Land claim orgs aren’t benefitting Inuit
In reading your article on the Iqaluit co-op’s inability to greatly lower prices for the Nunavummiut consumer, I was initially disappointed, as I too had high hopes that the co-op would help lower the costs we consumers are faced with in Nunavut.
Then I thought more about the issue and realized that any business venture, even one as worthy as a co-op, in itself can’t resolve the issue of high costs to its consumers, as they too are subject to high costs for freight and air transport. We all know the rationalization that our cost of living is so high because our economy relies wholly on fly-in services, Canadian North and First Air being the two airlines that service this need.
All overhead costs and the subsequent costs borne to the consumer start and depend on rates set by the airlines.
But what responsibility do these businesses have to us, in a competitive economy, to ensure that in their monopoly position they aren’t over-taxing our economy? The question highlights the problem Nunavut is faced with generally.
As a territory born out of the desire for an aboriginal land claims agreement, we are governed as a public government. First Air is owned by the Inuit of Makivik, whereas, Canadian North is owned by the Inuit of Nunavut and the Inuvialuit of the western Arctic.
Nunasi’s mandate is for the benefit of its Inuit shareholders.
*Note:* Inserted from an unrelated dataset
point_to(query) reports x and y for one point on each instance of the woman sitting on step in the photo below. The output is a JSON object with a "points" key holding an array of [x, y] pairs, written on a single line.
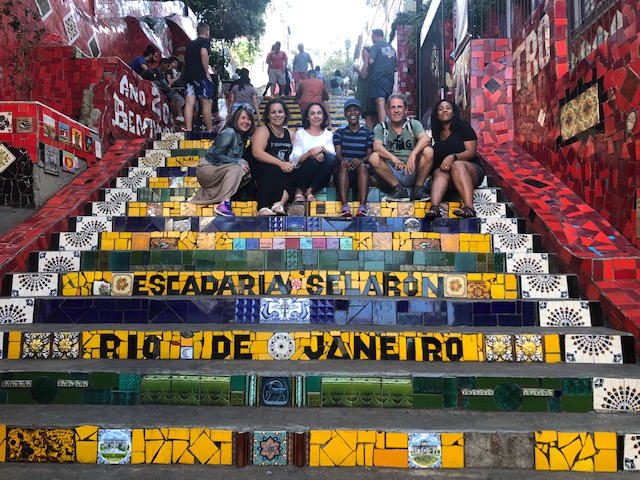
{"points": [[455, 163], [223, 171], [271, 147], [313, 155]]}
Nunasi’s uniqueness is based on its willingness to temper bottom-line considerations with concern for its shareholder’s environmental, cultural and social well-being.
These economic endeavours, which flow from under the land claim, don’t live up to Inuit citizen’s social, or cultural well-being. How do I as a beneficiary benefit from Canadian North, really?
Businesses that are set up through the land claim for beneficiaries need to consider more than the bottom line and offer benefits to all beneficiaries. For instance, perhaps I could receive a discount from land claim businesses, to incur a real benefit that I can feel.
In a move that could so easily be made, Nunavut’s quality of life and cost of living could be enhanced. Travel could be made more accessible, food and services could be affordable.
Kudos to Makivik Corporation, in that they support cultural and social economic well-being as well as turning a profit. They support Nunavik-wide cultural events, and offer fares that are accountable to their beneficiaries. It’s high time our Inuit political leaders and bureaucrats paid attention to this aspect of the land claim, and offered up real accountability to all Inuit.
The land claim currently only seems to benefit those individuals who work within the organizations, or those who apply and receive funding under special programs, while Inuit as a collective whole, are failing to receive any meaningful benefit.
Where there is the mandate and resources to do so, why is it not done? The old style of politics is apparently in vogue, where those with power are not inclined to run with accountability and integrity for the people.
Our leaders must return to governance with a “G,” and not continue to govern their own people as they were governed by others. Perhaps, the Competitions Commissioner of the federal Competition Bureau should look at the situation up here, to look at the unique economic dynamic here in Nunavut and consider if anything tangible can be done.
I go out on this note, in the hopes things will get better. I gave up my aboriginal title for this? To be faced with a Orwellian nightmare as in “Animal Farm”, where I can no longer decipher the faces of my aboriginal land claim leaders, from the non-representative Liberals of today?